I love my job and want to keep it, but I have come across significant barriers with respect to my employer's response to my diagnosis. I am currently trying to resolve this issue, which may end up in court if things keep going the way they have been. This is not what I want, but I won't be forced to quit my job due to unreasonable manager types. I fully intend to keep on going until my rights in the workplace are upheld. So there. :dummy-spi
:wall: I feel exactly the same way you do, Piglet...I am supposed to be a full-time teacher, have been teaching at this school for three years, and thought I had a good relationship with my boss.
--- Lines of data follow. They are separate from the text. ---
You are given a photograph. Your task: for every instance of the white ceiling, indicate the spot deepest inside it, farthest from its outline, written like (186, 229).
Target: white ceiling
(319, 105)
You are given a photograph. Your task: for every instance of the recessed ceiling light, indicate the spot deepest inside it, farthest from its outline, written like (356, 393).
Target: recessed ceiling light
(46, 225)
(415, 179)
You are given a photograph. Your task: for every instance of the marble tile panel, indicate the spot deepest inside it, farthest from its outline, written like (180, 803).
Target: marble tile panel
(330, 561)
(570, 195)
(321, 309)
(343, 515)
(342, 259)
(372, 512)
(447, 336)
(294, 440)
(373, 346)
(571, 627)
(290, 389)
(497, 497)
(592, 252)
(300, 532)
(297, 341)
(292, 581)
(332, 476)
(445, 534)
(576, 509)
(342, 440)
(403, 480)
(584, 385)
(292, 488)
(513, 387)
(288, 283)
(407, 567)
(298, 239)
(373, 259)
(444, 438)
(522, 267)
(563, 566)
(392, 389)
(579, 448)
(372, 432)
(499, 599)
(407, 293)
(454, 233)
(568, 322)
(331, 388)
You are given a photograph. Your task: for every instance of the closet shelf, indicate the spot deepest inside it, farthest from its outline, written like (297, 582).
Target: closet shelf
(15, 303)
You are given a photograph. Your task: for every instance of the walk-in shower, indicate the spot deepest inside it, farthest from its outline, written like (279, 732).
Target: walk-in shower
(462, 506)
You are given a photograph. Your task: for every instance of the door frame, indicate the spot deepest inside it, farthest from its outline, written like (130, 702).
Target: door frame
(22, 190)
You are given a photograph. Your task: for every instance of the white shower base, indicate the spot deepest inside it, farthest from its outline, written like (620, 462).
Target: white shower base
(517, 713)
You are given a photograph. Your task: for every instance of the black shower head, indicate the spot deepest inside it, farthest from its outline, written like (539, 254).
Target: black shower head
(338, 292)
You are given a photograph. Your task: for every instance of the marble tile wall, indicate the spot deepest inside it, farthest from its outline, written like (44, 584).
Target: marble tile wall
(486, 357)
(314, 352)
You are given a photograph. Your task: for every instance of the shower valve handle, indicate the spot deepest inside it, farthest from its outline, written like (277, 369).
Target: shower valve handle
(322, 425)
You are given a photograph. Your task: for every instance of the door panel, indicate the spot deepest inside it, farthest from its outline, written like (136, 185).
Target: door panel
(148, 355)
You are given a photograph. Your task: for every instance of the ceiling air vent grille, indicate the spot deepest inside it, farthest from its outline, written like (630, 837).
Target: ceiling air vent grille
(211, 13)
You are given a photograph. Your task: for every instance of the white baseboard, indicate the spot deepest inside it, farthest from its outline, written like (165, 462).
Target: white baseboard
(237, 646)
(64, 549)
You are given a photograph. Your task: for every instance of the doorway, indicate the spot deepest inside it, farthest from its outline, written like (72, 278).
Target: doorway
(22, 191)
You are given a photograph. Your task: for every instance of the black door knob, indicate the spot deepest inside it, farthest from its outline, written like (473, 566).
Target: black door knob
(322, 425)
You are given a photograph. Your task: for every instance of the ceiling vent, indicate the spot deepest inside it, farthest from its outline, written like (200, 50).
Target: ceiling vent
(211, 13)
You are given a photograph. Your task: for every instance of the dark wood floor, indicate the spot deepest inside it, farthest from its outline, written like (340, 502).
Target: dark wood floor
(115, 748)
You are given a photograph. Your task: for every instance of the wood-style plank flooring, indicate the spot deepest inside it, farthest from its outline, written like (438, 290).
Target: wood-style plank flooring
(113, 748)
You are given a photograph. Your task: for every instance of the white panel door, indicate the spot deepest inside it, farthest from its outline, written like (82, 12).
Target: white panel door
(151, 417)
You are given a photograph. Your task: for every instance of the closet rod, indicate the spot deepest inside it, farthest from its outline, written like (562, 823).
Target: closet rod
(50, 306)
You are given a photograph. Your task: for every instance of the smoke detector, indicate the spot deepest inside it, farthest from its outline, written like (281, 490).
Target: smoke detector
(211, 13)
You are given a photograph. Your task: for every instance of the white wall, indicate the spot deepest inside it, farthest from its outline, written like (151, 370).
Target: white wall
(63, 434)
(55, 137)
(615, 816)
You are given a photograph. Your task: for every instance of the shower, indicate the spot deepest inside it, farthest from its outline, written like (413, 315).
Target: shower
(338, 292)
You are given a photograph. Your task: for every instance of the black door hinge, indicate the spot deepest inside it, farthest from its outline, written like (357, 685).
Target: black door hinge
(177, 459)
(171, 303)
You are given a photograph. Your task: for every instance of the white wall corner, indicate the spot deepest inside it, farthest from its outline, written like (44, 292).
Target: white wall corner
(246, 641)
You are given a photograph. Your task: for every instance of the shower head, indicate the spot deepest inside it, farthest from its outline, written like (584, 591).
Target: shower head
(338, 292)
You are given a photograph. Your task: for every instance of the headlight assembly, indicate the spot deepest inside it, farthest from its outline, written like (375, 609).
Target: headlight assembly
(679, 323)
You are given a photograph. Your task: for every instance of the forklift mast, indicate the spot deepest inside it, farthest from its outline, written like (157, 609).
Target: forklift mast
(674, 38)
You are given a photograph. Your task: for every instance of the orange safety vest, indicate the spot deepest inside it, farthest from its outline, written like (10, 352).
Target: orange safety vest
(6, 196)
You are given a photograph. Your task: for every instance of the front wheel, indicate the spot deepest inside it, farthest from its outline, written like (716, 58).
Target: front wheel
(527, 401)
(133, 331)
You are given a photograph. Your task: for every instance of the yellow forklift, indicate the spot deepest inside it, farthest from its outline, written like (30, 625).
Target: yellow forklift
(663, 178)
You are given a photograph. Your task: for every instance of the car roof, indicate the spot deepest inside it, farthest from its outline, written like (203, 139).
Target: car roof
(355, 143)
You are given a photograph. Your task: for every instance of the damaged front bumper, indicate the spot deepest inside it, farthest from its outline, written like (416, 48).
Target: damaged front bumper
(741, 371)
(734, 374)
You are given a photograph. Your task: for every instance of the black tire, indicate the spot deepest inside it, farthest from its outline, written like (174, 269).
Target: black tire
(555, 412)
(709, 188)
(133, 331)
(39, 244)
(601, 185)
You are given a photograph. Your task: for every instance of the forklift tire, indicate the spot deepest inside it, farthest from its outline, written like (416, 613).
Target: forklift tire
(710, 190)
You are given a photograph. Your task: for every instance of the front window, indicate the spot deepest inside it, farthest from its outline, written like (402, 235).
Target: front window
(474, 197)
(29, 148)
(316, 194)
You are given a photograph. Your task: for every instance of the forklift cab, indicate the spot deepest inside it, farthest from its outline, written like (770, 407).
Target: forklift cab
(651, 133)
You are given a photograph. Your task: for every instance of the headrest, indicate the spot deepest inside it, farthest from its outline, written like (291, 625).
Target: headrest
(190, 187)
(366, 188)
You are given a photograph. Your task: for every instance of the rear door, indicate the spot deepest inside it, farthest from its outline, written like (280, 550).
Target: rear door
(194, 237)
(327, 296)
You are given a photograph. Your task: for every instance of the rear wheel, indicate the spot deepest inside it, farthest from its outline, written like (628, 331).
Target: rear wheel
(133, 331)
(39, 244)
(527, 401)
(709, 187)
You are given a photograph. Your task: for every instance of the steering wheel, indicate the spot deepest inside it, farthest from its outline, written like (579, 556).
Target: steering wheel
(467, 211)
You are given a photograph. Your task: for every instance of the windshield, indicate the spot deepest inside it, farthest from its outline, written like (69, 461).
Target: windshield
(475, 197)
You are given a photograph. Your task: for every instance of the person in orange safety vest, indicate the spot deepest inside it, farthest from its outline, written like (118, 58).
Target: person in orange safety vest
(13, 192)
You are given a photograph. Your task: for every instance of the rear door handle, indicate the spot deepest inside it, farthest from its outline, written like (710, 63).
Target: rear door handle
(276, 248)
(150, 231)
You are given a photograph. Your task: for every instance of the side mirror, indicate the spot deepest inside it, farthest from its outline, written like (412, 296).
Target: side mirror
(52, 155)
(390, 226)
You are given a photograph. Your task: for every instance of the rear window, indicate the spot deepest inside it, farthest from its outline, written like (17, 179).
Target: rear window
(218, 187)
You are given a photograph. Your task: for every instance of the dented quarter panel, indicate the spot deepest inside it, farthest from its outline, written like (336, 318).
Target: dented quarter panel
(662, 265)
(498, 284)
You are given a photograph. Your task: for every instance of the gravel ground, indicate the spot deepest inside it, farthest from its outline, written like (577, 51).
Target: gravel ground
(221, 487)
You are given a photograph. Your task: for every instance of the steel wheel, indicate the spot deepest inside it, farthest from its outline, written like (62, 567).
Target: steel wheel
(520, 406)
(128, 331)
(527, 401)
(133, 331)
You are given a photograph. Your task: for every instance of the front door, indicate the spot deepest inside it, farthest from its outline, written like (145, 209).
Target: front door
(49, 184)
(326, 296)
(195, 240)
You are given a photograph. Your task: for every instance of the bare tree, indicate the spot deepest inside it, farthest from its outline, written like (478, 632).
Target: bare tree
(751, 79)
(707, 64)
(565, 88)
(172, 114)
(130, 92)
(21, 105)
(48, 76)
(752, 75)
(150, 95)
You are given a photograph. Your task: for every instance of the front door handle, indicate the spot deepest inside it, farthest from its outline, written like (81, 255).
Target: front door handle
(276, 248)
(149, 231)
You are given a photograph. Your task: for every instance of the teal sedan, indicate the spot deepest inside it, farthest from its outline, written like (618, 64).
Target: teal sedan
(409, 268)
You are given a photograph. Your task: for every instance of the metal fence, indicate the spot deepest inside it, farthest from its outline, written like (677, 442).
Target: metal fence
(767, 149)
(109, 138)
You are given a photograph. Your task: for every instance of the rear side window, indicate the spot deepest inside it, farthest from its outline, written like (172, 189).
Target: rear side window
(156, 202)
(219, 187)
Despite my filing all the proper paperwork and getting TDI for my days off, my principal won't get off of my back for working a reduced schedule. We have no union at my school and she's stressing me out so much I have the added anxiety of trying to go to work and hope she will just leave me alone to teach. I love my kids and don't want to abandon them by going on a full-time leave, but I'm going completely nuts. It doesn't help to hear other teachers talking behind my back about my using this as an excuse for a vacation. I live in Hawaii and everyone is in their own little bubble. Even the most educated people here don't know where the middle east is on a map, much less Lebanon...I feell SOOOOO alone!

I have no idea what you've gone through that brought on the PTSD, but I was stuck in Lebanon this past summer and lost friends there and came very close to dying myself. It took them weeks to get us out of there ?(I'm a U.S. citizen) and I still keep waking up every night hearing the planes and bombs. I know it's in my head but that just makes me feel crazier once I calm myself down. I am seeing a psychologist and a psychiatrist (who wants to do nothing but shove pills down my throat.) It's slowly helping...at least I can sleep most of the night now with a ton of meds.